Yazdığım ‘DARAĞACI – Demokrasi Kahramanı Menderes’ kitabımda Adnan Menderes’in hayatını ve yaşananları son arşiv bilgileri, belgeleri  ve aktüel gelişmeler ışığında yazmaya çalıştım. Başbakanlık Yassıada belgelerini tek tek tasnif edilerek kamunun hizmetine 2006 yılında sundu. Bu belgeler bilhassa 27 Mayıs darbesinin öncesi ve sonrasını aydınlatıyor. Bu belgeler dikkate alınmadan yazılan Adnan Menderes hakkındaki araştırmalar geçerliliğini kaybetmektedir. Çalışmamız bu belgeler ışığında yapılmıştır.

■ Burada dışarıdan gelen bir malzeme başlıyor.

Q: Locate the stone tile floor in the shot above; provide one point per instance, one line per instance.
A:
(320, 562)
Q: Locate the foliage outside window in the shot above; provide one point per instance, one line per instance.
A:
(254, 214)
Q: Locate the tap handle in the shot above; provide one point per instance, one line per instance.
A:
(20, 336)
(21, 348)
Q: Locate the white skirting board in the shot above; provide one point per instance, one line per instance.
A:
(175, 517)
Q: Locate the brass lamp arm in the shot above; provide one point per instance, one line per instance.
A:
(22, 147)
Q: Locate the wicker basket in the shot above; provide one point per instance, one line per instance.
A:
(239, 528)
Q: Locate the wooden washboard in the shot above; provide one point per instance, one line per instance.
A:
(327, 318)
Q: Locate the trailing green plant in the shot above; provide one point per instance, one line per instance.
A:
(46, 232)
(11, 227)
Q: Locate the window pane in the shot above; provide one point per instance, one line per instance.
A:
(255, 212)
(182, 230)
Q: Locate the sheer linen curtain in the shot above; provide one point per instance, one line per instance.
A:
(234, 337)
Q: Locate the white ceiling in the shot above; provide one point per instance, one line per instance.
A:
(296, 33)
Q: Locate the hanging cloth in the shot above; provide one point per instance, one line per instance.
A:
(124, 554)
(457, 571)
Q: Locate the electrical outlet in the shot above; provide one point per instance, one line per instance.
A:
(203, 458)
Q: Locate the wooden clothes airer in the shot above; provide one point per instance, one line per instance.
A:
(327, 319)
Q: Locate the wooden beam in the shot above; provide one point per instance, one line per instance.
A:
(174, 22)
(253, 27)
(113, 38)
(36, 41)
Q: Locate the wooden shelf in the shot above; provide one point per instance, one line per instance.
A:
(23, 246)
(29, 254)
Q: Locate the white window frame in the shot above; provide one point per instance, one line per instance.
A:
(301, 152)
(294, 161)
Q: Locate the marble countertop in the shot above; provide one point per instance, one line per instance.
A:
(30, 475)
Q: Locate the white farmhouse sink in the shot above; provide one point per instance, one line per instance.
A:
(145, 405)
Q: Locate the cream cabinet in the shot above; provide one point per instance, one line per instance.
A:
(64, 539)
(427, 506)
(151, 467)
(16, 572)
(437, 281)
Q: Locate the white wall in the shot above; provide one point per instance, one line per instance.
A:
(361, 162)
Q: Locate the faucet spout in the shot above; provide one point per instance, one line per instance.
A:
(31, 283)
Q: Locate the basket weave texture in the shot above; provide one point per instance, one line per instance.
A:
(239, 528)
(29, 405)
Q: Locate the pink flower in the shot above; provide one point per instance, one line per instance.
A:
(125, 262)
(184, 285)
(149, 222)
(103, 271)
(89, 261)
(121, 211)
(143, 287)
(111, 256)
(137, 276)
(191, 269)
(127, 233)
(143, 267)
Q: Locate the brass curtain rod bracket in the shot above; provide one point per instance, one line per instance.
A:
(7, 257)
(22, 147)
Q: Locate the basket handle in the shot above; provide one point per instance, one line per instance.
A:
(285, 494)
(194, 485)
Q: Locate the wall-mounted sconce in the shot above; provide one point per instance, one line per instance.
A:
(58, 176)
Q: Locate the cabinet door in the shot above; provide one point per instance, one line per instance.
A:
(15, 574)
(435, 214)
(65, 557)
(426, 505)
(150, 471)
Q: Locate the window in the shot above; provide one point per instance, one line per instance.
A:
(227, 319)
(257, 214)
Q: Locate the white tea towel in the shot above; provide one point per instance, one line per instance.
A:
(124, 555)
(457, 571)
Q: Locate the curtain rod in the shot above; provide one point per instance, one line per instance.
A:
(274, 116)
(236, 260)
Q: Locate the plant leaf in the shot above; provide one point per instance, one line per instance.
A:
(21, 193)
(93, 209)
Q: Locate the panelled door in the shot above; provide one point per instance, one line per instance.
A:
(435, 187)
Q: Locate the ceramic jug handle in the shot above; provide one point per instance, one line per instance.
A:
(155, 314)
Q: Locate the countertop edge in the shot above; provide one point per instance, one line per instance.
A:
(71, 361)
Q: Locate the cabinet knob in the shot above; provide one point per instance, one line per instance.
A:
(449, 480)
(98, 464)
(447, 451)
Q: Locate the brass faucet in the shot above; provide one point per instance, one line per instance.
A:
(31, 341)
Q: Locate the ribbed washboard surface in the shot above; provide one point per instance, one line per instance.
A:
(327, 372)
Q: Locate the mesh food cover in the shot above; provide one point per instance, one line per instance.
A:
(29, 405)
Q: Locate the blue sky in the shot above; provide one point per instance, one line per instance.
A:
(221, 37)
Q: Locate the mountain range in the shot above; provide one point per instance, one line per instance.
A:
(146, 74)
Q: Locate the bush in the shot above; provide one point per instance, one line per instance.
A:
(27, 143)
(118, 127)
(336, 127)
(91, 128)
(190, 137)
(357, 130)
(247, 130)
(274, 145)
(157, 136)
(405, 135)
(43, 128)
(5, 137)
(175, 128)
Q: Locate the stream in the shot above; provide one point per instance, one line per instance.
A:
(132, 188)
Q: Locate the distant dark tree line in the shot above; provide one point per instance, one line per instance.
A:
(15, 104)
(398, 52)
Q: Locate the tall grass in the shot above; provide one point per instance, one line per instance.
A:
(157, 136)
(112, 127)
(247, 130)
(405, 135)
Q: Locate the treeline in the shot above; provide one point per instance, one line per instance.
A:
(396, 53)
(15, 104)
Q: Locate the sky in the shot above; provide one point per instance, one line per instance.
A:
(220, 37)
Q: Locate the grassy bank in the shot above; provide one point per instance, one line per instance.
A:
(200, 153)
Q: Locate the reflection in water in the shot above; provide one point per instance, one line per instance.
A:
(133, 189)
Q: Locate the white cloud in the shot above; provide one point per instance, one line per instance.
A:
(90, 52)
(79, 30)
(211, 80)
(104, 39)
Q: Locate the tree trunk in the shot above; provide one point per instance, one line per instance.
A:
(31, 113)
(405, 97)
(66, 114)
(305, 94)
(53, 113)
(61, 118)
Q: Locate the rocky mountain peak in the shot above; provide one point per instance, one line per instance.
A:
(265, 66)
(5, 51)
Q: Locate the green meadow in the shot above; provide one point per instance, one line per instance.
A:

2000 yılında İstanbul Üniversitesi, Sosyal Bilimler Enstitüsü, Türkiye Cumhuriyeti Ana Bilim Dalında ‘Demokrat Partinin İktisat Politikası (1950-1954) ‘ konulu tezi hazırlayarak Yüksek lisans yaptım. Bu tezi hazırlarken Adnan Menderes ve Demokrat Parti hakkında geniş bir arşiv, kitap, gazete araştırması çalışması içinde bulundum. Kitabın şekillenmesinde bu çalışmaların çok faydası oldu.

İdamından önce merhum Menderes şunları söylemişti: “İdam edilmek için ortada hiçbir sebep yok. Ölüme kadar metanetle gittiğimi, silahların gölgesinde yaşayan efendilerinize söyleyebilecek misiniz? Adnan Menderes’in ölüsü sizi ebediyete kadar takip edecek ve sizi silip süpürecek.”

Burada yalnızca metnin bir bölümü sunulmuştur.